Acquiring more diseases is understood to come hand-in-hand with getting older. Our bodies get frailer as the number of proteins suffering from loss-of-function increases and interferes with essential biological processes. Medawar’s hypothesis states that natural selection declines with age. As age increases, the likelihood to pass on genetic information decreases. There is less selection pressure for genes that express harmful phenotypes that only emerge in older individuals and not in younger ones, but there are other tissues that appear to have a higher selection pressure on genes expressed in older individuals.
Aging and genetics have respective contributions to gene expression that are tissue-specific, but its pattern across tissues was yet to be investigated. Ryo Yamamoto and their team from UC Berkeley explored this unknown territory. An expression quantitative trait loci (eQTL) is a fragment in the genome that influences variation in the phenotype expression of a gene, usually linked with single nucleotide polymorphism (SNP). Yamamoto et al. hypothesized that aging diminished the effect of eQTL due to the variance of factors that contribute to gene expression, their study aimed to identify the individual contributions of genetics and aging across different tissues.

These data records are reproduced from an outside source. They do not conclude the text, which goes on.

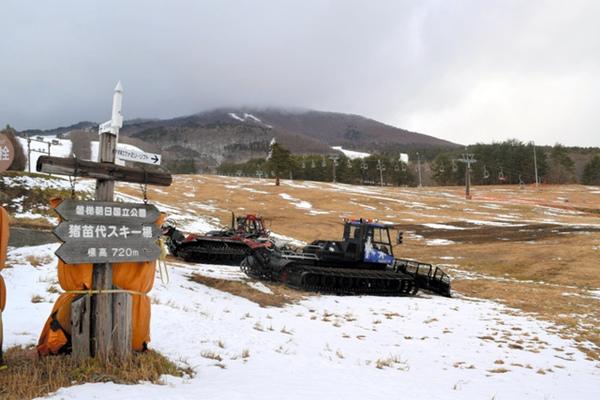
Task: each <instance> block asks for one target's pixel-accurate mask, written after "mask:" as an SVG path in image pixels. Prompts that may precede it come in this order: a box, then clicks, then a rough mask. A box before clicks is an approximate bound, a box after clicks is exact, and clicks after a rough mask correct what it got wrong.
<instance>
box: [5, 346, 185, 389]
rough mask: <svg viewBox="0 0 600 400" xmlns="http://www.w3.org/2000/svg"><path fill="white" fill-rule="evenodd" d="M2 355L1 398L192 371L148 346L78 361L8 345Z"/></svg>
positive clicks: (121, 381) (156, 376) (122, 383)
mask: <svg viewBox="0 0 600 400" xmlns="http://www.w3.org/2000/svg"><path fill="white" fill-rule="evenodd" d="M4 355H5V361H6V364H7V365H8V369H6V370H4V371H0V398H2V399H5V400H17V399H18V400H22V399H33V398H37V397H41V396H45V395H47V394H49V393H52V392H55V391H56V390H58V389H60V388H62V387H69V386H73V385H80V384H83V383H94V382H115V383H120V384H135V383H139V382H152V383H155V384H162V383H163V381H162V379H161V377H162V376H163V375H174V376H184V375H192V374H193V371H192V370H191V369H185V370H184V369H181V368H178V367H177V366H176V365H175V364H173V363H172V362H171V361H169V360H168V359H167V358H165V357H164V356H162V355H161V354H160V353H157V352H155V351H151V350H149V351H146V352H143V353H136V354H134V355H133V356H132V358H131V359H130V360H127V361H116V360H109V361H102V360H100V359H98V358H90V359H86V360H81V361H78V360H75V359H73V358H72V357H71V356H70V355H64V356H49V357H41V358H40V357H38V356H37V353H36V351H35V348H33V347H30V348H22V347H12V348H10V349H8V350H7V351H6V353H5V354H4Z"/></svg>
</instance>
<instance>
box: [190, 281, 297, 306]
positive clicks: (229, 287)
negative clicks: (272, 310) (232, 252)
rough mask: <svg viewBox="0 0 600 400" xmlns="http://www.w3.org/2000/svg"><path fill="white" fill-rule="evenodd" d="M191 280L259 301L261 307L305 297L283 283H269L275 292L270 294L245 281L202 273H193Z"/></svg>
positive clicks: (256, 301) (270, 285)
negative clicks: (244, 281)
mask: <svg viewBox="0 0 600 400" xmlns="http://www.w3.org/2000/svg"><path fill="white" fill-rule="evenodd" d="M190 280H192V281H193V282H197V283H201V284H203V285H206V286H210V287H212V288H214V289H218V290H222V291H224V292H227V293H231V294H233V295H236V296H240V297H243V298H245V299H248V300H250V301H252V302H254V303H257V304H258V305H260V306H261V307H283V306H284V305H286V304H291V303H295V302H297V301H300V300H302V299H303V298H304V297H305V294H304V293H302V292H298V291H295V290H292V289H289V288H287V287H285V286H283V285H273V284H267V286H268V287H269V289H271V291H272V292H273V294H268V293H263V292H261V291H259V290H256V289H254V288H252V287H250V286H248V285H247V284H246V283H245V282H240V281H227V280H222V279H217V278H210V277H208V276H204V275H200V274H193V275H192V276H191V277H190Z"/></svg>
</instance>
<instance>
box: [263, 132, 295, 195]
mask: <svg viewBox="0 0 600 400" xmlns="http://www.w3.org/2000/svg"><path fill="white" fill-rule="evenodd" d="M267 169H268V170H267V171H266V172H267V173H269V174H270V175H271V176H273V177H274V178H275V179H276V184H277V185H279V178H280V177H287V176H288V175H289V173H290V172H291V171H292V158H291V153H290V151H289V150H288V149H286V148H285V147H283V146H282V145H280V144H279V143H277V142H276V141H275V139H273V140H272V141H271V150H270V151H269V156H268V157H267Z"/></svg>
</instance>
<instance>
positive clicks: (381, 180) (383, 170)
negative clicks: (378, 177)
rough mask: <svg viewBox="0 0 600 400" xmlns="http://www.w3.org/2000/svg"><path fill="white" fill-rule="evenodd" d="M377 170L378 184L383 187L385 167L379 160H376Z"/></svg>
mask: <svg viewBox="0 0 600 400" xmlns="http://www.w3.org/2000/svg"><path fill="white" fill-rule="evenodd" d="M377 169H378V170H379V184H380V186H383V171H385V165H383V163H382V162H381V160H377Z"/></svg>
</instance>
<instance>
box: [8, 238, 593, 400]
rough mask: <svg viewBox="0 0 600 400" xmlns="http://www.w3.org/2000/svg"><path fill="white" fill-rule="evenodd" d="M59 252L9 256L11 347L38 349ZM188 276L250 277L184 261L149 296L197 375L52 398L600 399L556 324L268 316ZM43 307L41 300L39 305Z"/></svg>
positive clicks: (440, 307)
mask: <svg viewBox="0 0 600 400" xmlns="http://www.w3.org/2000/svg"><path fill="white" fill-rule="evenodd" d="M56 247H57V245H43V246H36V247H27V248H11V249H10V250H9V264H10V266H11V267H10V268H7V269H5V270H3V271H2V273H3V276H4V277H5V279H6V282H7V287H8V305H7V309H6V312H5V313H4V329H5V335H4V339H5V346H13V345H30V344H34V343H35V342H36V340H37V336H38V334H39V332H40V331H41V328H42V325H43V323H44V321H45V320H46V318H47V316H48V314H49V311H50V309H51V307H52V303H53V302H54V300H55V299H56V297H57V294H55V293H51V292H52V291H53V290H52V289H51V288H56V287H57V282H56V266H55V264H56V259H55V257H54V256H53V252H54V251H55V250H56ZM34 259H35V261H36V263H35V264H37V263H40V265H38V266H32V265H31V264H32V261H33V260H34ZM192 273H202V274H206V275H209V276H212V277H219V278H223V279H233V280H239V279H243V276H241V275H240V274H239V272H238V271H237V270H236V268H234V267H220V266H214V265H211V266H189V265H186V264H183V263H176V264H173V265H171V268H170V275H171V283H170V285H169V286H164V285H162V284H161V283H160V282H159V281H157V282H156V283H155V287H154V289H153V290H152V292H151V293H150V296H151V298H152V300H153V306H152V343H151V347H152V348H155V349H157V350H159V351H161V352H162V353H164V354H165V355H167V356H168V357H169V358H171V359H172V360H174V361H176V362H178V363H181V364H182V365H186V366H191V367H192V368H193V369H194V371H195V376H194V377H192V378H173V377H167V378H166V379H165V380H166V384H165V385H152V384H139V385H116V384H113V383H97V384H85V385H80V386H75V387H70V388H64V389H61V390H59V391H58V392H57V393H55V394H54V395H52V396H50V397H49V398H53V399H80V398H85V399H94V398H96V399H99V398H102V399H132V398H140V399H141V398H161V399H197V398H210V399H221V398H222V399H232V398H234V399H235V398H244V399H282V398H285V399H308V398H311V399H320V398H347V399H354V398H356V399H365V398H367V399H371V398H385V399H391V398H403V397H409V398H413V399H453V398H456V399H491V398H494V399H498V400H499V399H515V398H519V399H523V398H527V399H565V398H574V399H575V398H576V399H592V398H593V399H595V398H598V393H599V390H600V386H599V384H598V383H599V382H600V364H598V363H595V362H592V361H587V360H586V359H585V356H584V354H582V353H581V352H580V351H579V350H577V349H576V348H575V343H574V342H573V341H571V340H566V339H562V338H560V337H559V336H557V335H556V334H554V333H551V332H552V331H553V329H552V328H553V327H552V325H550V324H547V323H544V322H540V321H538V320H535V319H534V318H532V317H530V316H527V315H524V314H520V313H517V312H515V311H514V310H510V309H507V308H505V307H503V306H501V305H499V304H497V303H494V302H489V301H480V300H476V299H468V298H462V297H460V296H458V297H456V298H452V299H447V298H441V297H434V296H428V295H420V296H418V297H414V298H391V297H334V296H314V297H309V298H307V299H305V300H303V301H301V302H299V303H298V304H293V305H287V306H285V307H282V308H273V307H270V308H261V307H259V306H258V305H257V304H255V303H253V302H250V301H248V300H246V299H243V298H240V297H236V296H234V295H231V294H228V293H225V292H221V291H218V290H215V289H212V288H209V287H206V286H204V285H201V284H198V283H195V282H192V281H190V280H189V279H188V277H189V275H190V274H192ZM263 289H264V286H263V287H261V286H260V285H259V286H258V287H257V290H263ZM49 290H50V291H49ZM34 296H41V297H42V298H43V301H42V302H40V303H32V301H31V300H32V298H33V297H34ZM217 358H220V360H218V359H217Z"/></svg>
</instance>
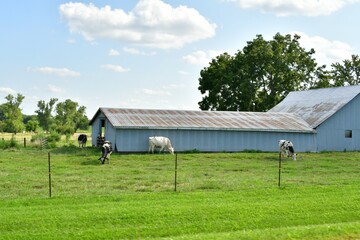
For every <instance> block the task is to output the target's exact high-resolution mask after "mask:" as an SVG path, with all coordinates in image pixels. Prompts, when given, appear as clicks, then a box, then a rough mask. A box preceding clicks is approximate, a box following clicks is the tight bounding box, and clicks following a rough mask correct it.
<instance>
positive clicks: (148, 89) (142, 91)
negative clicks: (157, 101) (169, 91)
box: [141, 88, 171, 96]
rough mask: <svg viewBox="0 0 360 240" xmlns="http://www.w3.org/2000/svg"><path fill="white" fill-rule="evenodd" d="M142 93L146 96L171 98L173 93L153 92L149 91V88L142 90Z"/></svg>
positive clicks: (145, 88)
mask: <svg viewBox="0 0 360 240" xmlns="http://www.w3.org/2000/svg"><path fill="white" fill-rule="evenodd" d="M141 93H143V94H146V95H156V96H170V95H171V93H170V92H168V91H162V90H152V89H147V88H143V89H141Z"/></svg>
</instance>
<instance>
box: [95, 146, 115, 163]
mask: <svg viewBox="0 0 360 240" xmlns="http://www.w3.org/2000/svg"><path fill="white" fill-rule="evenodd" d="M111 153H112V146H111V142H109V141H105V142H104V144H103V145H102V147H101V157H100V158H99V159H98V160H100V161H101V164H104V163H105V160H106V159H107V160H108V162H109V164H110V155H111Z"/></svg>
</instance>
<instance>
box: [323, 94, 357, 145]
mask: <svg viewBox="0 0 360 240" xmlns="http://www.w3.org/2000/svg"><path fill="white" fill-rule="evenodd" d="M359 106H360V96H357V97H355V98H354V99H353V100H351V101H350V102H349V103H348V104H347V105H345V106H344V107H343V108H342V109H340V110H339V111H338V112H336V113H335V114H334V115H333V116H332V117H331V118H329V119H328V120H326V121H325V122H324V123H322V124H321V125H320V126H319V127H318V128H317V129H316V130H317V143H318V149H317V151H319V152H320V151H360V108H359ZM346 131H351V137H350V136H349V132H347V135H346V134H345V132H346Z"/></svg>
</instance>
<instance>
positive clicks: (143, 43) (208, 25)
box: [59, 0, 216, 49]
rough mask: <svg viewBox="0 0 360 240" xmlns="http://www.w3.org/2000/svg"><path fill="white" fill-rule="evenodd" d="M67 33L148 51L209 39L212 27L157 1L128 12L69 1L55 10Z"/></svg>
mask: <svg viewBox="0 0 360 240" xmlns="http://www.w3.org/2000/svg"><path fill="white" fill-rule="evenodd" d="M59 11H60V14H61V16H62V19H63V20H65V21H66V22H67V24H68V26H69V29H70V31H71V32H74V33H78V34H81V35H82V36H83V37H84V38H85V39H86V40H88V41H94V40H95V39H98V38H104V39H113V40H117V41H121V42H125V43H131V44H137V45H140V46H146V47H152V48H161V49H168V48H180V47H182V46H184V45H185V44H188V43H192V42H195V41H199V40H201V39H206V38H211V37H213V36H214V35H215V29H216V25H215V24H214V23H211V22H209V21H208V20H207V19H206V18H205V17H204V16H202V15H201V14H200V13H199V12H198V11H197V10H195V9H193V8H188V7H187V6H183V5H180V6H179V7H172V6H171V5H170V4H166V3H164V2H163V1H161V0H140V1H139V2H138V4H137V5H136V6H135V8H134V9H132V10H131V11H130V12H129V13H126V12H124V11H123V10H122V9H112V8H111V7H110V6H105V7H102V8H99V7H97V6H95V5H94V4H91V3H90V4H84V3H80V2H69V3H65V4H62V5H60V7H59Z"/></svg>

To tackle this, Yamamoto and their team used various bioinformatics methods to analyze genomic datasets. They first obtained transcriptomic data of various tissues from 948 humans from GTEx, a database of gene expression across human tissues, and corrected the data with PEER, a statistical tool to control confounders. They categorized the samples into two groups, young and old, with 55 years old as the splitting point. Through this analysis, they found that the expression of genes in the young group compared to the old showed stronger eQTL predictive power. Afterward, they used a statistical approach with the Jensen-Shannon Divergence (JSD) metric to discover the gene expression pattern in each sample group and found that the correlation between heterogeneity of gene expression pattern and aging did not strongly apply to every tissue.
Next, PredixCan was used to measure the value of heritability (h2) for each gene, and they found that increased expression variance reduced the heritability of gene expression. Assessing each tissue, they found heritability to be consistent across tissues. Both genetics and age influenced gene expression patterns, but the extent of age contribution varied across tissues. Then, using CIBERSORTx, they assessed six immune cell subtypes and discovered an increase in the predictive power of eQTLs in the younger group. A JSD approach was done to these six cell subtypes, and accordant with previous findings, they found that heterogeneity increased with age.

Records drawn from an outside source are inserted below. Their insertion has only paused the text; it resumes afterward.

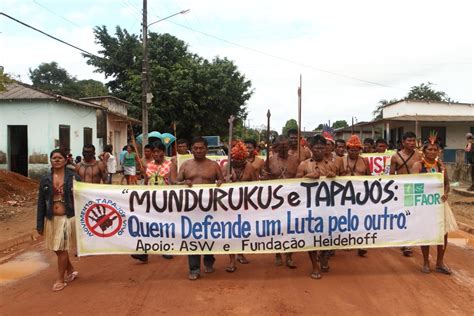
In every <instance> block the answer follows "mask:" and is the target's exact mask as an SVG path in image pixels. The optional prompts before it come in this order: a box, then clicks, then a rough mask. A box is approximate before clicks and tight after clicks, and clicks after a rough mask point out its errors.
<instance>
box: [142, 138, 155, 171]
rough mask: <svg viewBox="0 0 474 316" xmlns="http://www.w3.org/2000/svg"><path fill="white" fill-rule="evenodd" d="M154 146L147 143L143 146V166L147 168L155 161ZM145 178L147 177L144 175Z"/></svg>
mask: <svg viewBox="0 0 474 316" xmlns="http://www.w3.org/2000/svg"><path fill="white" fill-rule="evenodd" d="M153 161H154V160H153V147H152V146H151V145H150V144H146V145H145V147H144V148H143V158H142V166H143V168H144V169H146V166H147V165H148V164H149V163H150V162H153ZM143 178H145V177H143Z"/></svg>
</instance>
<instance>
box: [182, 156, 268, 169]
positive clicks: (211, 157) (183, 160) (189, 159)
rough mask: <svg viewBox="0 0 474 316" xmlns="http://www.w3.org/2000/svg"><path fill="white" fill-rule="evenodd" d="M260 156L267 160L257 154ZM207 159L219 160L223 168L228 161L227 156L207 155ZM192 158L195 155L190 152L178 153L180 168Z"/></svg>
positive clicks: (192, 158) (217, 161)
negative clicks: (181, 154) (187, 152)
mask: <svg viewBox="0 0 474 316" xmlns="http://www.w3.org/2000/svg"><path fill="white" fill-rule="evenodd" d="M257 157H259V158H260V159H262V160H265V156H257ZM206 158H207V159H210V160H212V161H215V162H217V164H218V165H219V167H221V168H222V166H224V165H225V164H226V162H227V160H228V159H227V158H228V157H227V156H206ZM190 159H193V155H191V154H189V155H178V158H177V161H178V170H179V168H181V165H182V164H183V163H184V162H185V161H186V160H190Z"/></svg>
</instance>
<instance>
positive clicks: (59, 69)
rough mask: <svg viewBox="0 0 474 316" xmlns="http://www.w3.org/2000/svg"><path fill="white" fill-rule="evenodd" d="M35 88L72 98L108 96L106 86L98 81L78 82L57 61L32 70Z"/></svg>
mask: <svg viewBox="0 0 474 316" xmlns="http://www.w3.org/2000/svg"><path fill="white" fill-rule="evenodd" d="M30 79H31V82H32V83H33V87H35V88H38V89H41V90H45V91H51V92H54V93H57V94H61V95H65V96H68V97H72V98H85V97H94V96H101V95H107V94H108V93H109V92H108V90H107V88H106V87H105V85H104V84H103V83H102V82H100V81H97V80H93V79H88V80H77V79H76V77H73V76H71V75H70V74H69V73H68V72H67V71H66V69H64V68H61V67H59V65H58V63H56V62H55V61H53V62H50V63H42V64H40V65H39V66H38V67H37V68H35V69H34V70H31V69H30Z"/></svg>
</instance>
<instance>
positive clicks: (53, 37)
mask: <svg viewBox="0 0 474 316" xmlns="http://www.w3.org/2000/svg"><path fill="white" fill-rule="evenodd" d="M0 15H3V16H5V17H7V18H9V19H11V20H13V21H15V22H17V23H19V24H21V25H23V26H26V27H28V28H30V29H32V30H34V31H36V32H39V33H41V34H43V35H45V36H47V37H49V38H52V39H54V40H55V41H58V42H60V43H62V44H65V45H67V46H69V47H72V48H74V49H77V50H78V51H80V52H82V53H83V54H84V55H85V56H84V57H95V58H98V59H101V60H104V61H106V62H108V63H110V64H113V65H115V66H118V67H120V68H123V69H127V67H126V66H124V65H121V64H118V63H116V62H113V61H111V60H110V59H107V58H104V57H100V56H98V55H96V54H93V53H91V52H88V51H86V50H85V49H82V48H80V47H78V46H76V45H74V44H71V43H68V42H66V41H64V40H62V39H60V38H57V37H56V36H54V35H51V34H48V33H46V32H44V31H41V30H40V29H37V28H36V27H34V26H31V25H29V24H28V23H25V22H22V21H20V20H18V19H15V18H14V17H12V16H10V15H8V14H6V13H4V12H0Z"/></svg>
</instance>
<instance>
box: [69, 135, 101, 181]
mask: <svg viewBox="0 0 474 316" xmlns="http://www.w3.org/2000/svg"><path fill="white" fill-rule="evenodd" d="M82 156H83V157H84V159H82V161H81V162H80V163H78V164H77V165H76V173H77V175H78V176H79V177H81V179H82V181H83V182H88V183H101V182H102V183H107V168H106V167H105V164H104V163H103V162H102V161H99V160H96V159H95V147H94V145H92V144H88V145H84V147H83V148H82Z"/></svg>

The Breusch-Pagan test and Gene Set Enrichment Analysis (GSEA) were then used together to determine the value of βage of various genes. They found that pathways involved in mitochondrial, metabolic processes, and translation factors had a negative βage, pointing to genes associated with these pathways decreased in expression in relation to aging. They found this trend to be consistent among several tissues, indicating these genes to be highly conserved and were vital contributors to tissue-specific aging. In contrast, they found a positive βage for genes in blood and arterial tissue specifically associated with the interferon-gamma response, an immune pathway.

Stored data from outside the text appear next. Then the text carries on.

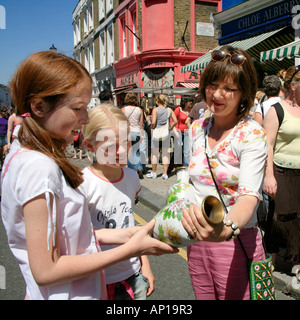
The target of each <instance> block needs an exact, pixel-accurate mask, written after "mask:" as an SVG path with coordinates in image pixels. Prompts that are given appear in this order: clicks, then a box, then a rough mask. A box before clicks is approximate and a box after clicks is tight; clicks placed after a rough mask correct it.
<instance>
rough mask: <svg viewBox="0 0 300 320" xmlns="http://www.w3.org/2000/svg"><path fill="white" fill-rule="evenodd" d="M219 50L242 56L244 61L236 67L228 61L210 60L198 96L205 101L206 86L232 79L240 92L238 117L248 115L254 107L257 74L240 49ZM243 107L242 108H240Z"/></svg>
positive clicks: (251, 63)
mask: <svg viewBox="0 0 300 320" xmlns="http://www.w3.org/2000/svg"><path fill="white" fill-rule="evenodd" d="M220 50H222V51H225V52H226V53H229V54H231V55H232V54H242V55H243V56H244V57H245V58H246V60H245V62H244V63H243V64H242V65H240V66H238V65H234V64H232V63H231V62H230V59H224V60H223V61H213V60H211V61H210V63H209V64H208V65H207V67H206V68H205V69H204V72H203V74H202V76H201V78H200V90H199V91H200V95H201V98H202V99H203V100H204V101H206V95H205V88H206V87H207V85H209V84H211V83H213V82H215V81H217V80H219V81H223V80H224V79H226V78H227V77H232V79H233V81H234V83H235V84H236V85H237V87H238V89H239V90H240V91H241V92H242V99H241V102H240V103H241V106H240V107H239V110H238V115H245V114H248V113H249V111H250V109H251V108H252V107H253V106H254V99H255V95H256V92H257V74H256V70H255V67H254V65H253V62H252V60H251V57H250V56H249V54H248V53H247V52H245V51H244V50H242V49H239V48H234V47H232V46H223V47H222V48H220ZM242 105H243V107H242Z"/></svg>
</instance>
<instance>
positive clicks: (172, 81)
mask: <svg viewBox="0 0 300 320" xmlns="http://www.w3.org/2000/svg"><path fill="white" fill-rule="evenodd" d="M142 80H143V81H144V85H143V87H144V88H160V87H162V88H168V87H171V86H173V85H174V71H173V70H172V69H167V70H166V69H165V70H163V71H162V72H160V73H154V72H152V71H151V70H144V72H143V74H142Z"/></svg>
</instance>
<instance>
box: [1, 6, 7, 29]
mask: <svg viewBox="0 0 300 320" xmlns="http://www.w3.org/2000/svg"><path fill="white" fill-rule="evenodd" d="M1 29H6V12H5V8H4V7H3V6H1V5H0V30H1Z"/></svg>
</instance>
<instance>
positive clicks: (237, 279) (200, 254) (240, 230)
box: [183, 46, 267, 300]
mask: <svg viewBox="0 0 300 320" xmlns="http://www.w3.org/2000/svg"><path fill="white" fill-rule="evenodd" d="M256 91H257V81H256V71H255V68H254V66H253V63H252V62H251V58H250V56H249V55H248V54H247V53H246V52H244V51H242V50H239V49H236V48H233V47H230V46H225V47H223V48H221V49H220V50H218V51H214V52H213V53H212V60H211V62H210V63H209V64H208V66H207V67H206V68H205V70H204V72H203V74H202V76H201V80H200V94H201V97H202V99H203V100H204V101H205V102H206V103H207V105H208V107H209V109H210V110H211V112H212V116H211V117H209V118H206V119H199V120H196V121H195V122H194V123H193V124H192V126H191V128H190V164H189V174H190V179H191V182H192V183H193V185H194V188H195V193H196V199H197V203H198V204H201V203H202V200H203V199H204V198H205V197H206V196H208V195H214V196H216V197H217V198H219V199H220V197H219V193H218V190H219V192H220V196H221V197H222V199H223V201H224V205H225V206H226V208H227V210H228V214H225V217H224V222H222V223H221V224H218V225H214V226H213V225H210V224H208V222H207V221H206V220H205V218H204V216H203V213H202V211H201V209H200V207H199V206H196V205H192V206H191V207H190V209H189V211H185V212H184V219H183V225H184V226H185V228H186V229H187V230H188V232H189V233H190V235H191V236H193V237H194V238H195V239H196V240H198V242H196V243H195V244H193V245H191V246H189V247H188V265H189V271H190V275H191V280H192V284H193V288H194V293H195V296H196V299H201V300H240V299H246V300H247V299H250V292H249V280H248V279H249V278H248V268H247V258H246V255H245V253H244V252H243V250H242V247H241V245H240V243H239V241H238V240H239V239H236V237H237V235H238V234H240V239H241V241H242V243H243V245H244V247H245V248H246V250H247V254H248V256H249V258H252V257H253V259H256V260H258V259H263V258H265V253H264V249H263V246H262V241H261V236H260V234H259V232H258V230H257V228H256V215H255V209H256V206H257V204H258V202H259V199H260V198H261V185H262V181H263V175H264V168H265V161H266V155H267V145H266V137H265V132H264V130H263V129H262V128H261V127H260V126H259V125H258V124H257V123H256V122H255V121H254V120H253V119H252V118H251V117H249V116H248V112H249V110H250V109H251V107H252V106H253V105H254V99H255V94H256ZM206 154H207V156H206ZM208 161H209V163H210V166H211V171H210V169H209V165H208ZM211 172H212V174H213V176H214V178H215V181H216V184H217V186H218V189H217V188H216V185H215V183H214V180H213V178H212V175H211ZM226 240H227V241H226Z"/></svg>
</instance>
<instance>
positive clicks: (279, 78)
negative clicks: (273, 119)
mask: <svg viewBox="0 0 300 320" xmlns="http://www.w3.org/2000/svg"><path fill="white" fill-rule="evenodd" d="M263 87H264V88H263V90H264V92H265V94H266V95H267V96H268V97H277V96H278V95H279V91H280V89H281V81H280V78H279V77H278V76H275V75H272V76H266V77H265V78H264V80H263Z"/></svg>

Yamamoto et al. subsequently used gnomAD to get the loss of function intolerance (pLI) score and found that for most tissues, βage negatively correlated with pLI, meaning as age increased with gene expression, loss of function also increased, consistent with Medawar’s hypothesis. Interestingly, they also found five tissues that exhibited the inverse trend: prostate, transverse colon, breast, whole blood, and lung tissue. These non-Medawarian tissues were expressed at a higher rate in older individuals and are frequently used as diagnosed sites for cancer. Utilizing COSMIC cancer browser, they found that these tissues carried a high mutation frequency. This discovery showed the proportional relation between βage and frequency mutation. This was the selection pressure that acted on genes expressed later in life in highly proliferative cell types.
These experiments furthered our understanding of the tissue-specific pattern of aging, genetics, and gene expression. This study shed light on the relationships between eQTL predictive power with aging, heritability with variance, and βage with pLI across different tissues. For diseases where age is the main risk factor (e.g. cancer, dementia, heart disease), understanding the feebleness of using eQTL for tissues involved in these diseases is critical in approaching them. A future study that Yamamoto et al. denoted can be done was expanding the analysis to the single-celled level to get the cell-type specific pattern on age and genetics, and its relevance to cancer.
Source:
Yamamoto R, Chung R, Vazquez JM, Sheng H, Steinberg PL, Ioannidis NM, et al. Tissue-specific impacts of aging and genetics on gene expression patterns in humans. Nat Commun. 2022 Oct 3;13(1):5803.